A Rudin-Carleson theorem for multiply connected domains with interpolation
Benedikt Steinar Magnússon, Bergur Snorrason
TL;DR
The paper generalizes the Rudin–Carleson boundary-extension problem to $k$-connected domains with arclength-null boundary sets by proving an annular F. and M. Riesz theorem and leveraging a Bishop-type extension framework. The method first reduces the multiply connected case to annular and doubly connected pieces via Riemann mapping and then constructs holomorphic extensions that extend boundary data while respecting a prescribed bound on the boundary. The main contributions are Theorem 1.1 (a boundary-continuous, interior-holomorphic extension with $|F|<M$ on $\partial\Omega$) and Theorem 1.2 (an annular analogue of F. and M. Riesz), together with an interpolation-augmented version that allows prescribing interior values at finitely many points.
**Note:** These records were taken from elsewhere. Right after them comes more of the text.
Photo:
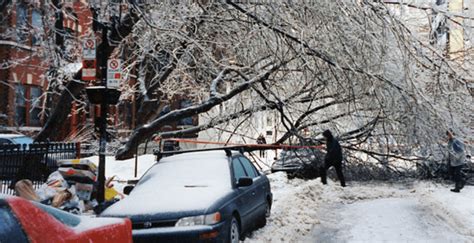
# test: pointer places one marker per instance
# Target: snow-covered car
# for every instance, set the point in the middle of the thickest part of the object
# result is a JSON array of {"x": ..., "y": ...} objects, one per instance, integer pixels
[
  {"x": 26, "y": 221},
  {"x": 15, "y": 139},
  {"x": 211, "y": 196},
  {"x": 302, "y": 162}
]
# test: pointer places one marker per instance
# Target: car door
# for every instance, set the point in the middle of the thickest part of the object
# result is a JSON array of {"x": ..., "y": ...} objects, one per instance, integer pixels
[
  {"x": 245, "y": 202},
  {"x": 258, "y": 188}
]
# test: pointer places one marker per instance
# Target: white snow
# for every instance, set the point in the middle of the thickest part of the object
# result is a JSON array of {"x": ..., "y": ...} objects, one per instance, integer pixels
[
  {"x": 179, "y": 183},
  {"x": 307, "y": 211},
  {"x": 124, "y": 170}
]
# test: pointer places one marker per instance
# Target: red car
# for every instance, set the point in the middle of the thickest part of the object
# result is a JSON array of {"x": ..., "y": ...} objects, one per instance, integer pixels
[{"x": 26, "y": 221}]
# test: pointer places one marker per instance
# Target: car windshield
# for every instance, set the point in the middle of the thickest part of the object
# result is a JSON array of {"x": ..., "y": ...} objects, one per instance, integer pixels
[
  {"x": 203, "y": 169},
  {"x": 22, "y": 140},
  {"x": 65, "y": 218}
]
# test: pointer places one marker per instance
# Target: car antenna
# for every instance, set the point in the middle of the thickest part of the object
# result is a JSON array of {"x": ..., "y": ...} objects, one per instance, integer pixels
[{"x": 228, "y": 152}]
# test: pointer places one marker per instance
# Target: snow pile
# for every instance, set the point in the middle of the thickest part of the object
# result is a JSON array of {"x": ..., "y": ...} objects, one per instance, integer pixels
[
  {"x": 456, "y": 209},
  {"x": 369, "y": 212}
]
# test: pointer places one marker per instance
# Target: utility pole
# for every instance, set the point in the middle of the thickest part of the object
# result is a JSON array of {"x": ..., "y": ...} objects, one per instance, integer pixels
[{"x": 103, "y": 96}]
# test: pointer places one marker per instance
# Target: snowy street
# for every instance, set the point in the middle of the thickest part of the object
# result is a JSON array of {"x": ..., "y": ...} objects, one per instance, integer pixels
[{"x": 307, "y": 211}]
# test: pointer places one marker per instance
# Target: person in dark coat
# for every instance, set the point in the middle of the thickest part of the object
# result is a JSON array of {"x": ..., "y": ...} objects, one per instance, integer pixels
[
  {"x": 261, "y": 140},
  {"x": 333, "y": 158},
  {"x": 457, "y": 160}
]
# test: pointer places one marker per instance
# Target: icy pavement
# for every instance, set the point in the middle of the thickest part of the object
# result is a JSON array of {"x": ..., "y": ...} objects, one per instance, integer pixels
[{"x": 307, "y": 211}]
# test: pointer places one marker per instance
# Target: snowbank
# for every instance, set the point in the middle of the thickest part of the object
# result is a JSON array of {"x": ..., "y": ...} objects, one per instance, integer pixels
[{"x": 301, "y": 205}]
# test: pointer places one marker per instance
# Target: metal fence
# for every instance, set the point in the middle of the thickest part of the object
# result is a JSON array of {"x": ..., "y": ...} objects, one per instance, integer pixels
[{"x": 34, "y": 161}]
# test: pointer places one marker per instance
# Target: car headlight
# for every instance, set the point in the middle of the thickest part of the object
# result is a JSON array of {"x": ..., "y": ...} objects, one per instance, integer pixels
[{"x": 208, "y": 219}]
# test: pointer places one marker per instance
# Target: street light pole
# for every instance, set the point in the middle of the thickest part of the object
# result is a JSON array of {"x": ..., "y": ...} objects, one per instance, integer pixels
[
  {"x": 103, "y": 117},
  {"x": 102, "y": 95}
]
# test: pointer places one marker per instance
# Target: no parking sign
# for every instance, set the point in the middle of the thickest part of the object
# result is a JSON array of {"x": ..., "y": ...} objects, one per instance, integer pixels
[
  {"x": 114, "y": 73},
  {"x": 88, "y": 59}
]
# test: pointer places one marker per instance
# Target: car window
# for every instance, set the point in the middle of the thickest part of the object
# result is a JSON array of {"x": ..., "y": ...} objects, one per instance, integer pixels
[
  {"x": 10, "y": 228},
  {"x": 249, "y": 168},
  {"x": 5, "y": 141},
  {"x": 65, "y": 218},
  {"x": 239, "y": 171}
]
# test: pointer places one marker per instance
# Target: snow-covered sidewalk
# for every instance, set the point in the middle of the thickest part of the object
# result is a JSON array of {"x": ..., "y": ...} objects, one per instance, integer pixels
[{"x": 307, "y": 211}]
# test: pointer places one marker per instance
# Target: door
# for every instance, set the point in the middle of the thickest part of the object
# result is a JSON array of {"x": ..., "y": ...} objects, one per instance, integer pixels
[
  {"x": 245, "y": 200},
  {"x": 259, "y": 188}
]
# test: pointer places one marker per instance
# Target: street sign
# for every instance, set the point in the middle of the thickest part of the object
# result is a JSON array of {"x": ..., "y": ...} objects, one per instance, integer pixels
[
  {"x": 88, "y": 49},
  {"x": 114, "y": 73},
  {"x": 89, "y": 70}
]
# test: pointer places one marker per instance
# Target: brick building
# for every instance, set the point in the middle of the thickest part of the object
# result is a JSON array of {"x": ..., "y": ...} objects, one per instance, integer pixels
[
  {"x": 28, "y": 33},
  {"x": 25, "y": 57}
]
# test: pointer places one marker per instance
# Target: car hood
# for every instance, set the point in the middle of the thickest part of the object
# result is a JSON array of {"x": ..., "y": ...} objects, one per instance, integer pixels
[{"x": 167, "y": 203}]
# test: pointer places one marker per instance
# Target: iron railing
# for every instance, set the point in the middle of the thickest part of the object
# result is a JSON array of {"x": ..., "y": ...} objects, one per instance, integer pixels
[{"x": 34, "y": 162}]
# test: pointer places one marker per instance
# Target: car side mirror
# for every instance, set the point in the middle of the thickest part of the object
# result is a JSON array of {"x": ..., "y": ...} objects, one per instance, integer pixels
[
  {"x": 128, "y": 189},
  {"x": 244, "y": 181}
]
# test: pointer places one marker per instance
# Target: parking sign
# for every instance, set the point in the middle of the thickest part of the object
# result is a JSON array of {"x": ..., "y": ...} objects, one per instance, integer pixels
[
  {"x": 88, "y": 49},
  {"x": 114, "y": 73}
]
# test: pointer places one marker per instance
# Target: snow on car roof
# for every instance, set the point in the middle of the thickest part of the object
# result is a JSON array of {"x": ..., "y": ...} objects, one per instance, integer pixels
[
  {"x": 208, "y": 168},
  {"x": 9, "y": 135},
  {"x": 183, "y": 182}
]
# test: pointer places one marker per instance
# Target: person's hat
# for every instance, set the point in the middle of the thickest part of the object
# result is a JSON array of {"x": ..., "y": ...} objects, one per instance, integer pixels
[{"x": 327, "y": 134}]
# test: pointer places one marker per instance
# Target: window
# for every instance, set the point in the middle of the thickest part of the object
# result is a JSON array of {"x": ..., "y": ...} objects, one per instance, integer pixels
[
  {"x": 10, "y": 228},
  {"x": 239, "y": 171},
  {"x": 5, "y": 141},
  {"x": 35, "y": 109},
  {"x": 188, "y": 121},
  {"x": 20, "y": 105},
  {"x": 21, "y": 23},
  {"x": 37, "y": 23},
  {"x": 249, "y": 168},
  {"x": 28, "y": 105}
]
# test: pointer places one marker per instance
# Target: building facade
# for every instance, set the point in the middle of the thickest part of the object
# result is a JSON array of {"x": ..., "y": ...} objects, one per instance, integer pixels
[{"x": 26, "y": 55}]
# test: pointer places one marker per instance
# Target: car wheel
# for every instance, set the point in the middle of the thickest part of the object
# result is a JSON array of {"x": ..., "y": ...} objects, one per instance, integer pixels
[
  {"x": 263, "y": 220},
  {"x": 234, "y": 231},
  {"x": 268, "y": 210}
]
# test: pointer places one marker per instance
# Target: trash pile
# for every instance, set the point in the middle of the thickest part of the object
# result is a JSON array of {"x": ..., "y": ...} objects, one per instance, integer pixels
[{"x": 72, "y": 188}]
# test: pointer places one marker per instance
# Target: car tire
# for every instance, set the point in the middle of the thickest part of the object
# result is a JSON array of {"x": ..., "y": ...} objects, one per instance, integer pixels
[
  {"x": 263, "y": 219},
  {"x": 234, "y": 231}
]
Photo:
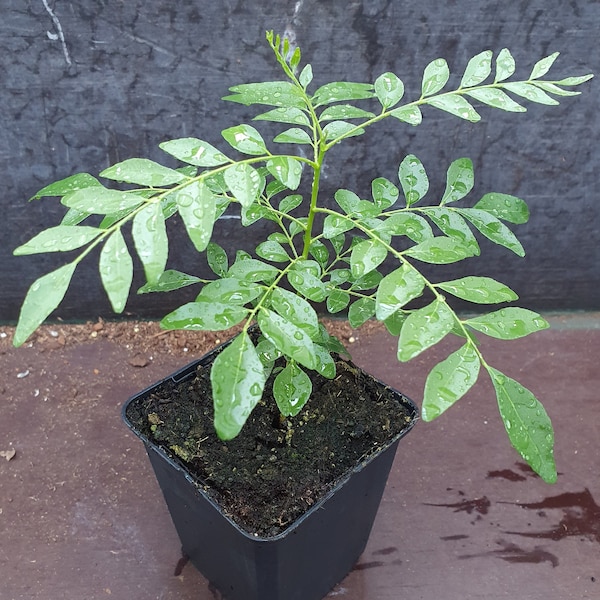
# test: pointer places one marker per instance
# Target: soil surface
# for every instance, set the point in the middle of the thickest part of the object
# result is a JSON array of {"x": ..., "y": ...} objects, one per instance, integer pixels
[{"x": 276, "y": 468}]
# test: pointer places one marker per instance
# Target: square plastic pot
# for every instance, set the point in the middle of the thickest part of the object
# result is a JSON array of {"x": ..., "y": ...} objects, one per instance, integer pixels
[{"x": 305, "y": 561}]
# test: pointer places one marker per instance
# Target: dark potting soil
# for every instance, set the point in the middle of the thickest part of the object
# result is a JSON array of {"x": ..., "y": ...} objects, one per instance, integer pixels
[{"x": 275, "y": 469}]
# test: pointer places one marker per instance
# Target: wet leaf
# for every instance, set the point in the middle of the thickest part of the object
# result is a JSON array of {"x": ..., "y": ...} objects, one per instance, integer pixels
[
  {"x": 194, "y": 152},
  {"x": 413, "y": 179},
  {"x": 527, "y": 424},
  {"x": 245, "y": 139},
  {"x": 197, "y": 207},
  {"x": 292, "y": 389},
  {"x": 238, "y": 379},
  {"x": 244, "y": 182},
  {"x": 440, "y": 250},
  {"x": 424, "y": 328},
  {"x": 143, "y": 172},
  {"x": 493, "y": 229},
  {"x": 396, "y": 290},
  {"x": 59, "y": 239},
  {"x": 508, "y": 323},
  {"x": 509, "y": 208},
  {"x": 457, "y": 106},
  {"x": 43, "y": 296},
  {"x": 286, "y": 170},
  {"x": 204, "y": 315},
  {"x": 169, "y": 280},
  {"x": 482, "y": 290},
  {"x": 459, "y": 180},
  {"x": 449, "y": 381},
  {"x": 296, "y": 310},
  {"x": 435, "y": 77},
  {"x": 116, "y": 270},
  {"x": 478, "y": 69},
  {"x": 150, "y": 240},
  {"x": 217, "y": 259},
  {"x": 389, "y": 89},
  {"x": 287, "y": 337}
]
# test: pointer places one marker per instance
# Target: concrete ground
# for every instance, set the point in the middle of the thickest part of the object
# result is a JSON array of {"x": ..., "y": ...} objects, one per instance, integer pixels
[{"x": 82, "y": 518}]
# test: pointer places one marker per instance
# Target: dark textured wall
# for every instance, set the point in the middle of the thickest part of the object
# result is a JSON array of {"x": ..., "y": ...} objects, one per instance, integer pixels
[{"x": 88, "y": 83}]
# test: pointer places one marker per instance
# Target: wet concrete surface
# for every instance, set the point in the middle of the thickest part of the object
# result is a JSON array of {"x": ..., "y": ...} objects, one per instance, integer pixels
[{"x": 81, "y": 516}]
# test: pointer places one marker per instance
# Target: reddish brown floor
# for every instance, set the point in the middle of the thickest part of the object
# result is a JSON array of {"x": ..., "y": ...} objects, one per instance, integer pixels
[{"x": 81, "y": 517}]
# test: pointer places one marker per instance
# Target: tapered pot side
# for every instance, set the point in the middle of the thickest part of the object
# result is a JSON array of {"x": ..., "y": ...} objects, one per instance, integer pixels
[{"x": 308, "y": 558}]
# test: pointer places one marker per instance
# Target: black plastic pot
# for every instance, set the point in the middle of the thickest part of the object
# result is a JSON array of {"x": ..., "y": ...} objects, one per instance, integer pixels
[{"x": 302, "y": 563}]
These results extend classical boundary-extension theory to more complex domains and provide tools for interpolation in holomorphic extensions, with implications for uniform algebras on multiply connected domains.
Abstract
Using an annular version of the F. and M. Riesz theorem, we prove a generalization of the Rudin-Carleson theorem for finitely connected bounded domains. That is, for a continuous function on a closed set in the boundary of measure zero there is a holomorphic function on the domain continuous to the boundary. Furthermore, this can be done with interpolation at finitely many points in the domain. The proof relies on an annular version of the F. and M. Riesz theorem.